Data Tables are very slow, any tips what could help?


#1

Hello,

Running on Kibana and elastic 6.4

I know this is very similar to Kibana visualization is too slow but I would like to ask what can be done, what kind of strategy one might have.

We have several Tables in a single dashboard and all of them shows a count of something, often it is ipaddressen or some other value that we want to count how many we have in this timespan, but as our data grows these tables become very slow even when using smaller timespans.

So I have a dashboard with 3 tables, 1 metric, 2 time series and 1 horizontal bar, and the metric, horizontal bar and the two time series all load very fast (<1 sec during small timeframes like 1-4hours), but the 3 tables can take around 5seconds to load.

If we go up to "extrems", we have a dashboard with 6 tables, and when checking the last 30 days (even tho we only have data for about 10days), we often get the 30sec timeout, now we can make that timeout larger, but that does not solve the main problem with these tables being very slow.

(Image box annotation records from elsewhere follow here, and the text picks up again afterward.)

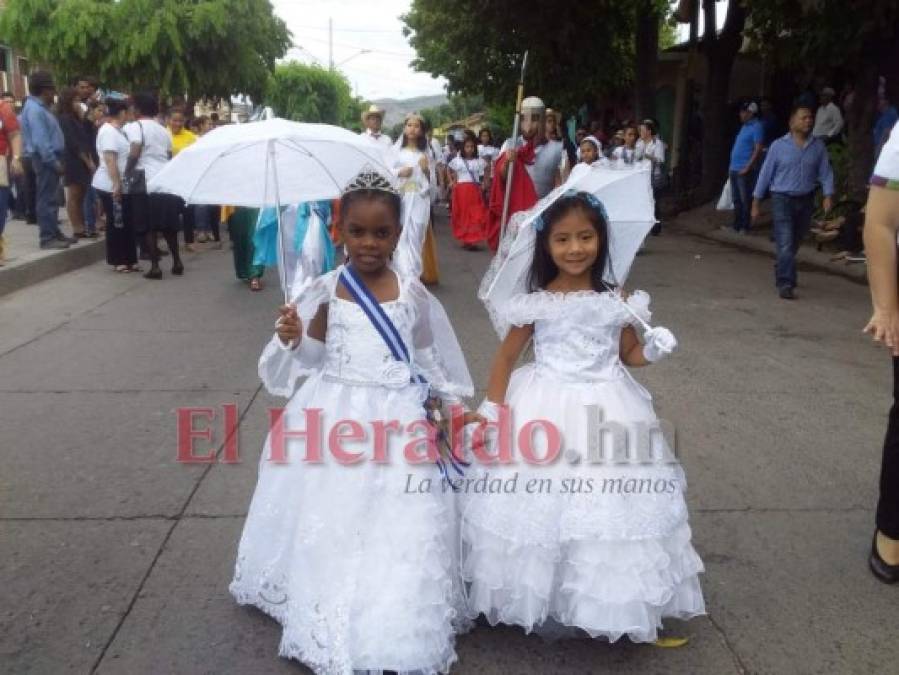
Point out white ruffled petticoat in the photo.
[462,291,705,642]
[230,270,471,675]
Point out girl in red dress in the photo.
[447,136,487,251]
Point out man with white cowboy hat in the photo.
[812,87,843,143]
[361,103,393,149]
[487,96,564,251]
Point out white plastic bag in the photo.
[716,178,734,211]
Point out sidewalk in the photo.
[0,209,106,296]
[666,203,868,284]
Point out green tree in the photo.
[0,0,290,98]
[746,0,899,201]
[264,61,362,126]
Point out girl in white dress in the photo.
[462,191,704,642]
[230,173,472,675]
[393,113,431,276]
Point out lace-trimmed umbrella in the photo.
[147,118,392,302]
[478,162,656,337]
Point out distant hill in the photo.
[372,94,448,127]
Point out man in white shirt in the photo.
[812,87,843,143]
[362,103,393,150]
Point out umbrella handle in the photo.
[268,141,290,305]
[602,282,652,331]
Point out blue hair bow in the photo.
[534,188,609,232]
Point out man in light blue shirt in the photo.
[730,101,765,233]
[752,106,833,300]
[21,71,71,249]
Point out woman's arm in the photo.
[487,324,534,403]
[618,326,649,368]
[864,185,899,356]
[308,305,328,342]
[103,150,122,201]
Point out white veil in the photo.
[388,135,433,277]
[478,162,656,338]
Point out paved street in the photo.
[0,207,899,675]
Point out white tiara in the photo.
[343,164,399,195]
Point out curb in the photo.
[671,208,868,285]
[0,239,106,296]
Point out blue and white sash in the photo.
[340,265,468,490]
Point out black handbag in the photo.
[122,120,147,195]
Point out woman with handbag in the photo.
[91,98,140,273]
[56,87,97,239]
[123,92,184,279]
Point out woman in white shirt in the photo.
[447,136,488,251]
[124,93,184,279]
[478,127,499,195]
[637,119,668,236]
[91,98,140,272]
[393,113,436,278]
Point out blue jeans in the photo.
[730,171,756,232]
[83,185,97,234]
[771,192,815,288]
[31,157,61,244]
[0,187,9,237]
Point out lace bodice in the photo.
[322,294,415,388]
[259,266,474,401]
[506,291,650,382]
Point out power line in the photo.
[301,34,418,59]
[292,25,403,35]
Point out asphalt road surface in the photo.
[0,211,899,675]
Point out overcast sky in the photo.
[272,0,445,100]
[272,0,728,100]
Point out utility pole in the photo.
[328,16,334,70]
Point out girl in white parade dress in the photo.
[230,173,472,675]
[393,113,431,276]
[462,191,704,642]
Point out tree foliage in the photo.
[746,0,899,199]
[419,94,484,128]
[264,61,362,126]
[0,0,290,97]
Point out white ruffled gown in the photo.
[230,268,471,675]
[462,291,705,642]
[393,147,433,276]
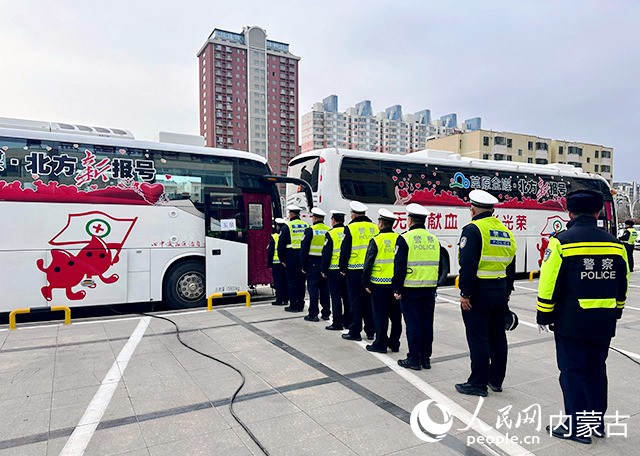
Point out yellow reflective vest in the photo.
[402,228,440,288]
[309,223,330,256]
[287,219,309,250]
[624,228,638,245]
[329,226,344,271]
[271,233,280,264]
[371,231,398,285]
[346,221,380,270]
[471,217,516,279]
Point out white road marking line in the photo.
[358,342,534,456]
[60,317,151,456]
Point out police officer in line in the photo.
[362,209,402,353]
[618,220,638,272]
[300,207,331,321]
[267,218,289,306]
[340,201,378,341]
[322,210,351,331]
[456,190,516,397]
[536,190,629,444]
[392,203,440,370]
[278,205,309,312]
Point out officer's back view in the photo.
[536,190,629,443]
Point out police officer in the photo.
[393,203,440,370]
[456,190,516,396]
[267,218,289,306]
[618,220,638,272]
[362,209,402,353]
[300,207,331,321]
[340,201,378,340]
[278,205,309,312]
[322,210,351,331]
[536,190,629,443]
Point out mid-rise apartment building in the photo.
[427,130,613,182]
[301,95,480,154]
[198,27,300,174]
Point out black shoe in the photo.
[324,324,344,331]
[546,424,591,445]
[456,383,487,397]
[365,345,387,353]
[398,359,422,370]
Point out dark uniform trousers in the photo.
[327,269,351,328]
[462,288,508,389]
[371,284,402,350]
[555,334,611,433]
[347,269,375,337]
[624,242,635,272]
[307,257,331,318]
[400,287,436,364]
[272,264,289,304]
[285,249,305,310]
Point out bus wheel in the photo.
[438,251,449,287]
[162,260,206,309]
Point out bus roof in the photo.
[0,121,267,164]
[290,147,609,185]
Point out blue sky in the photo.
[0,0,640,180]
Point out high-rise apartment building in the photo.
[427,130,613,183]
[301,95,480,154]
[198,27,300,174]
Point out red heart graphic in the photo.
[140,182,164,204]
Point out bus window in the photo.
[248,203,264,230]
[287,157,320,193]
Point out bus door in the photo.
[204,187,248,296]
[242,193,273,286]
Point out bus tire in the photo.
[162,260,206,309]
[438,249,450,287]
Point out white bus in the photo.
[287,148,616,281]
[0,119,281,312]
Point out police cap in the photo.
[567,190,604,214]
[311,207,327,218]
[469,189,498,209]
[378,208,398,222]
[407,203,431,220]
[349,201,369,214]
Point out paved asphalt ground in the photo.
[0,258,640,456]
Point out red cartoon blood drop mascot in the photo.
[36,236,122,301]
[78,236,120,283]
[36,249,86,301]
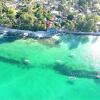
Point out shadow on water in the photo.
[61,35,89,49]
[0,56,31,68]
[54,64,100,84]
[0,37,18,44]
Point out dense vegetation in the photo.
[0,0,100,31]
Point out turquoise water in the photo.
[0,36,100,100]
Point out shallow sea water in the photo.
[0,36,100,100]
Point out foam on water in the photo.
[0,36,100,100]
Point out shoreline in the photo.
[0,27,100,39]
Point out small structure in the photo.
[23,59,29,64]
[96,22,100,32]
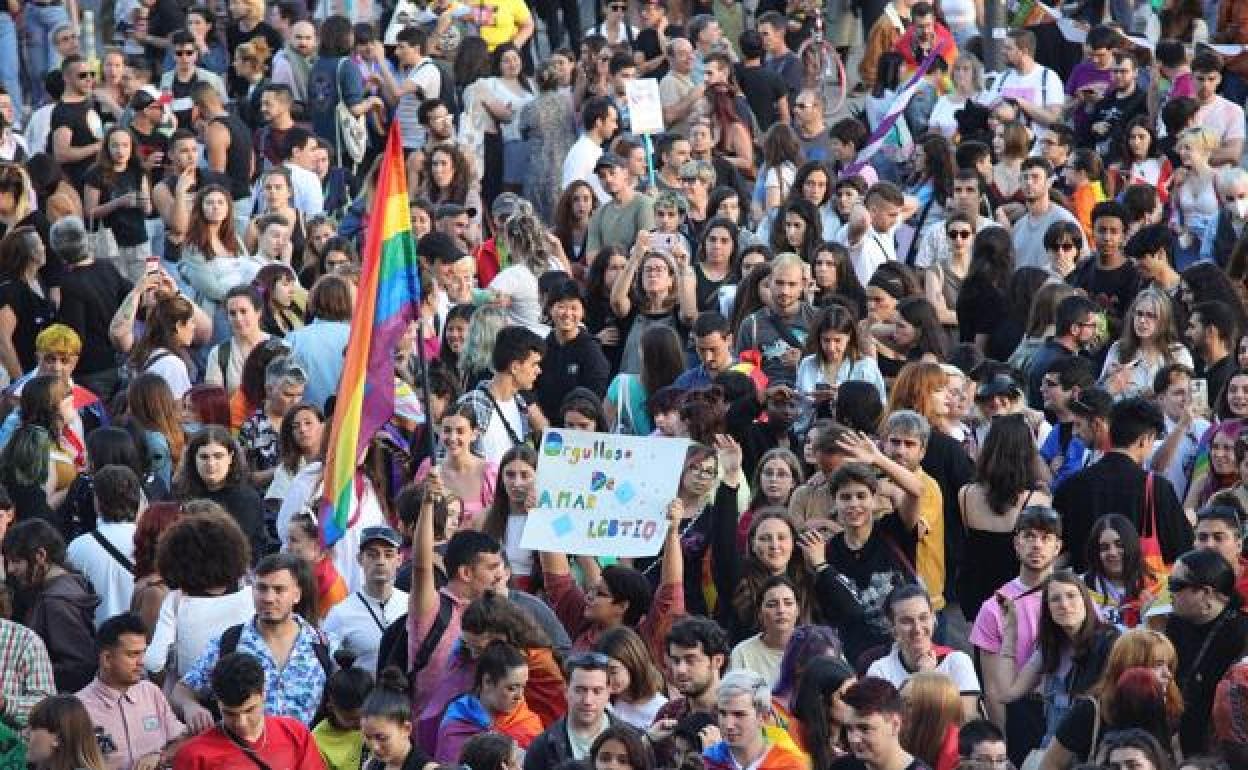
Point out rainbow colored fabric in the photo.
[321,121,421,547]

What can we do to speed them up? We have them limited by giving them a filter to use, so they only use small parts of the logs, but they are still very slow.
We could do some pre-aggregation in some outside application, and use another index, but this creates problems with filtering.

Any suggestion is welcome!


(Jon Budzenski) #2

Ah that's always a tough one on the kibana side, the data table queries are fairly rigid. Like you mentioned a pre-aggregation, or when you're on 6.5+ giving rollups a try (https://github.com/elastic/kibana/pull/21117). Are there any scripted fields? Those can be expensive too.

Another approach is to take a look at the cluster health.
How much load is it under? What's the shard allocation look like? Searching over many many shards is going to be expensive. On the other hand, if there's room for adding replicas we can increase read throughput at the expense of writes.


#3

Hello, I understand this is very hard question and very dependent on our setup.

We will "soon" upgrade to 6.5 so I'll look into that link then.

We have no scripted fields, any kind of "scripted fields" behavior that we need we have done in the ingest pipe, in order to try and keep the system fast. Currently we have a very simple setup that we are testing out and it's just one node with every index just has 1 primary and 0 replicas, but we don't have that much data, we get maybe 10gb a day and currently store about 15days, so total storage is about 150gb.

We had less problems when we started out and only had about 3-4days, so the total storage (or amout of logs to go over) seems to be a big problem, understandable.

I have little control or knowledge about how the shards are allocated and why we have 1 primary and 0 replicas, but I can try ask around.

I was thinking that even if we have more data to go over if I limit the search to 1 day it would be fast, but the data tables can still take 2-3seconds to load with just the last hour.


(Christian Dahlqvist) #4

That does not sound like a lot of data. How many indices are you creating per day? What is the specification of the host Elasticsearch is running on? What kind of storage do you have?


(Sjaak) #5

What is the size of your bucket term?

I had (have) the same problem. Elastic performance probably has something to do with it but apparently rendering the data inside Kibana is also quite resource heavy on the client side as its single threaded code. Take a look at your task manager when the table is loading and look at the load on your CPU for your browser's process.

I worked around this issue in two ways:

  1. Limit the size of your bucket term. I found that in my case a bucket size of several hundred is still OK'ish.
  2. Don't use term aggregrations on the timestamp field. If you need some kind of date filtering use date histogram instead.

#6

Not sure what you mean with what kind of storage we have a 500gb disk on a server that just saves the logs, and when we start to get full, it will automatically clean up some space, (Oldest index). I do believe that the server we use is kinda of old and the drive might be oldish also, but since all other visualizations go fast I thought it would be something specific to the data tables or the way we set them up.

We create 3 indices per day, one of them is for our pre-aggregation, this one is very small about 10mb, then we have the main index that has "everything" its 10gb, then there is a minor extra one were we get some extra logs that isn't used, its like 100kb.


#7

Have been exploring different bucket term sizes, we started with 50, gone down to 20, but it doesn't seem to make much difference between those two.

Almost all of them looks something like this:

We have a filter for some log id's that it should look for anything from 1 logid, to 10ish, this should severly limit the amout of logs it has to go over.
Then we have a metric that is either a count of everything (but limited by the filter, right?) or a sum of some field. Then there is a Terms that would then be what metric we want, this is normally a ipaddress field or something similar. Sometimes but not always we have another bucket split for geodata, to get the country for the ipaddress.

I've tried to remove the geodata to speed it up, and it doesn't seem to do much, I havn't done any extensive testing, but the fast tests, to remove geodata from three tables that were on the same dashboard and then try load the page again some times didn't seem to affect it much.

All other visualizations load very fast.


(Sjaak) #8

How about you remove all terms and add them one by one, running a search every time to check performance. Maybe there is one term that is somehow impacting performance.


#9

There are only 2 terms and one of them is vital for this.

I have tried to remove the other but that didn't seem to affect it very much.


(system) #10

This topic was automatically closed 28 days after the last reply. New replies are no longer allowed.